Ebola yada bu Ebola ateşi yüksek ateşe neden olan ve iç kanamaya yol açabilen bulaşıcı bir hastalıktır. Enfeksiyon, Ebola virüsünden kaynaklanır ve kişiden kişiye bulaşabilir.
Ebola nedir?
Ebola ilk olarak 1970'lerde Orta Afrika'da belgelendi. Ebola'nın hemorajik formu söz konusu olduğunda, ölüm oranı özellikle yüksektir: dört hastadan üçü iç kanamadan ölür.

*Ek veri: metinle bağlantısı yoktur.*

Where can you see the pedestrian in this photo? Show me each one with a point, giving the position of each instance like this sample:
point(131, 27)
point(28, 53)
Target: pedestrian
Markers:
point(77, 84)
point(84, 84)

Tropikal hastalık, hastalığın ilk ortaya çıktığı aynı adı taşıyan Afrika nehrinin adını almıştır. Ebola oluşumu Orta Afrika ile sınırlıdır. Bununla birlikte, Afrika dışında izole edilmiş Ebola vakaları da olmuştur, bunların tümü ilgili kişilerin Afrika'nın ilgili bölgelerinde daha önce kalışlarına kadar izlenebilir.
Ebola, yaklaşık yarısı hastalıktan sağ kurtulan birkaç yüz enfekte insanın bulunduğu yerel salgınlarda tekrar tekrar ortaya çıkar.
Afrika'da Ebola virüsü enfeksiyonunun şematik gösterimi. Büyütmek için resme tıklayın.nedenleri
Ebola hastalığının nedeni, hemorajik ateşe neden olan virüs grubuna aittir. sarı humma ve dang virüslerini de içerir. Ebola virüsü grubu, 1967'de Marbug'da Afrika maymunlarının laboratuarında Ebola benzeri virüsle enfekte olan birkaç bilim adamının ölümlerinden sorumlu olan Marburg virüsünü de içeriyor.
Bu nedenle, öncelikle maymunların, fakat aynı zamanda kemirgenlerin, yarasaların ve böceklerin tehlikeli Ebola virüsünün taşıyıcıları olduğu varsayılmaktadır. Virüsler, hasta hayvanları yiyerek de insanlara bulaşabilir. Kişiden kişiye bulaşma, kan, vücut salgıları gibi vücut sıvıları veya basit bulaşma ve damlacık enfeksiyonları yoluyla gerçekleşir.
Hastalığın sadece akut fazındaki hastaların bulaşıcı olduğu gözlenmiştir. Hastalar, hastalığın başlangıcından önceki ve iyileşme sonrası kuluçka döneminde Ebola virüsünü bulaştırmazlar.
Belirtiler, rahatsızlıklar ve işaretler
İnsanlarda tipik Ebola ateşi semptomlarının şematik gösterimi.Ebola ile enfekte iseniz, ilk belirtiler iki ila 21 gün sonra ortaya çıkar. Hastalığın ana semptomları baş ağrısı ve vücut ağrılarının yanı sıra mide bulantısı ve [kusma] 9'u içerir. Hastalar [[iştahsızlık] 9 yaşar ve bu da nispeten hızlı bir şekilde [[kilo kaybına
Buna genellikle yüksek ateş eşlik eder ve kendini titreme, terleme ve diğer tipik semptomlarla gösterir. Dışa doğru bir işaret, ilk olarak boyun bölgesinde ortaya çıkan ve tüm sırt, göğüs ve kollara yayılabilen tipik döküntüdür. Ebola enfeksiyonu sırasında böbrekler ve karaciğer arızalanabilir.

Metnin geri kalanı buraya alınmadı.